Vibrio cholerae is the etiological agent of the diarrheal disease cholera. This pathogen utilizes a wide array of virulence factors during host infection including the well-characterized cholera toxin (CT) and toxin-coregulated pilus (TCP). In addition, V. cholerae possesses numerous other virulence factors including the type VI secretion system (T6SS), a recently described mechanism used by numerous Gram-negative bacteria to export effectors across their cell envelopes. In contrast to TCP and CT, whose presence is restricted to a subset of virulent V. cholerae strains, the V. cholerae T6SS is highly conserved and is present in strains of all serogroups sequenced to date. Structurally, the T6SS resembles an inverted bacteriophage; it assembles in the V. cholerae cytoplasm and docks onto a baseplate complex situated in the bacterial envelope. Two alleles on the small and large chromosome encode hemolysin-coregulated protein (Hcp) [1], which polymerizes [2] and forms the inner tube of the T6SS injectosome and acts as a chaperone for T6SS effectors [3]. Contraction of the outer sheath (formed by VipA and VipB) around the formed Hcp nanotube leads to the ejection of the Hcp tube decorated with a VgrG trimer consisting of three different VgrG proteins: VgrG-1, VgrG-2, and VgrG-3 [4]–[10]. VgrG-1 and VgrG-3 carry enzymatic C-terminal extensions that crosslink actin or degrade the peptidoglycan layer, respectively, upon translocation into target cells [4], [6], [10]–[12]. ATP hydrolysis by the inner membrane protein VasK provides the energy for Hcp secretion [13]. A recent report suggests that proteins from the PAAR (proline-alanine-alanine-arginine) repeat superfamily form a sharp conical extension on the VgrG cap. This extension is able to load additional T6SS effectors besides the VgrGs, which are then delivered simultaneously into target cells in a single contraction-driven translocation event [14].

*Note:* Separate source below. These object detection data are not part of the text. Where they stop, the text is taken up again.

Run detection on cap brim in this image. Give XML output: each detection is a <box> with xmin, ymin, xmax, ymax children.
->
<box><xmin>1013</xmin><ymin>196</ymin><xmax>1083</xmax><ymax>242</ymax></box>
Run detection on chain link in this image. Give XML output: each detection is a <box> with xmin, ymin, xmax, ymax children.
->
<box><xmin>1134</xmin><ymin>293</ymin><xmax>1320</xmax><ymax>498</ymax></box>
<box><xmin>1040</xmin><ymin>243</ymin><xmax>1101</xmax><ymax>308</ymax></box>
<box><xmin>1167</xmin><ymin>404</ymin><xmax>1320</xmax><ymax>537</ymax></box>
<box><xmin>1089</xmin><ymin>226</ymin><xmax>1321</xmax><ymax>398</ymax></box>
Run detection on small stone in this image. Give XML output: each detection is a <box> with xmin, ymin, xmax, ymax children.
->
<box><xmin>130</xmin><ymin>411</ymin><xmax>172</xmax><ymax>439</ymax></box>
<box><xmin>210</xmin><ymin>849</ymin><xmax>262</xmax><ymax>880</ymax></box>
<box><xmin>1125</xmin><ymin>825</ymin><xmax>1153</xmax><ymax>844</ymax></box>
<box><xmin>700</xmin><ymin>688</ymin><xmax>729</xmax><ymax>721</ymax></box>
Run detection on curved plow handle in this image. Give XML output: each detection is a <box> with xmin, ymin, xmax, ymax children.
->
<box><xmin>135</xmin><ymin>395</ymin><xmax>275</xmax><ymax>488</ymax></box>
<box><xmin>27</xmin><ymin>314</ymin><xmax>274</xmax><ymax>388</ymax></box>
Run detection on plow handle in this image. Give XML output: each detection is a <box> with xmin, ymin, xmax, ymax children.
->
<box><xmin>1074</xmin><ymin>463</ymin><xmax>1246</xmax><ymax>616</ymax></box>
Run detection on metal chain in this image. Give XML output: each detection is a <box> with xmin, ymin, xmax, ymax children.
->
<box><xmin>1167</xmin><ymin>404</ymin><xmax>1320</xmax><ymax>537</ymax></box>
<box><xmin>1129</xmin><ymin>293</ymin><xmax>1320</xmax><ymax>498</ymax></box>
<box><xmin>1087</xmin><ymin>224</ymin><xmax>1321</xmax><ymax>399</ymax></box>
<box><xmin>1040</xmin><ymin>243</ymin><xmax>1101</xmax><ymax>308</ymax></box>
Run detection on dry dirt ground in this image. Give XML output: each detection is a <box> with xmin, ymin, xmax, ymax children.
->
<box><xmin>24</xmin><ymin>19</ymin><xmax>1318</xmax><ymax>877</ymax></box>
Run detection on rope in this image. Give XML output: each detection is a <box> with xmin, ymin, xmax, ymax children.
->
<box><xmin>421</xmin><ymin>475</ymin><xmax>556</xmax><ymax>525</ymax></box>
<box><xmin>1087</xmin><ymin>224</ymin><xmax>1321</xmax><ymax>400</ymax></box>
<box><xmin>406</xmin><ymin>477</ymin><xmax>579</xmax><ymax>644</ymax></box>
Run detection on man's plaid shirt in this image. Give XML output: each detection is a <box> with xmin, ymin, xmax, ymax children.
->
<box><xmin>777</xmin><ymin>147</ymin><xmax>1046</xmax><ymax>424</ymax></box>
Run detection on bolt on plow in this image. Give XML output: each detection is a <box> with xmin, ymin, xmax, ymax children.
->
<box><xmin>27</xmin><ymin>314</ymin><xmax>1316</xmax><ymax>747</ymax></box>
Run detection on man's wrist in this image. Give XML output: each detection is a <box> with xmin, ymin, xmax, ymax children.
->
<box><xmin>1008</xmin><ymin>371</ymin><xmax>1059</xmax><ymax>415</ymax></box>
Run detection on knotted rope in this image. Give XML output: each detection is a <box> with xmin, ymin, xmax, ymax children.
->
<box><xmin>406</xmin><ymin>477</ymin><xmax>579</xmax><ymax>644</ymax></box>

TA systems are commonly employed by bacteria to ward off bacterial competitors [23], [33], [35], [37], [68]–[71]. In some bacteria, the presence of an antitoxin or immunity protein prevents self-intoxication and killing by toxins produced by sister cells. Similarly, it appears that T6SS immunity proteins protect against an oncoming attack by neighboring T6SS-active bacteria. By screening a C6706 T6SS transposon library for susceptibility to killing by V. cholerae V52 (Figure S1), we identified three T6SS immunity protein-encoding genes, namely tsiV1, tsiV2, and tsiV3 (Figure 1A). These data agree with recent findings of Dong et al. who also identified tsiV1, tsiV2, and tsiV3 as V. cholerae T6SS immunity protein-encoding genes using a Tn-seq approach [11].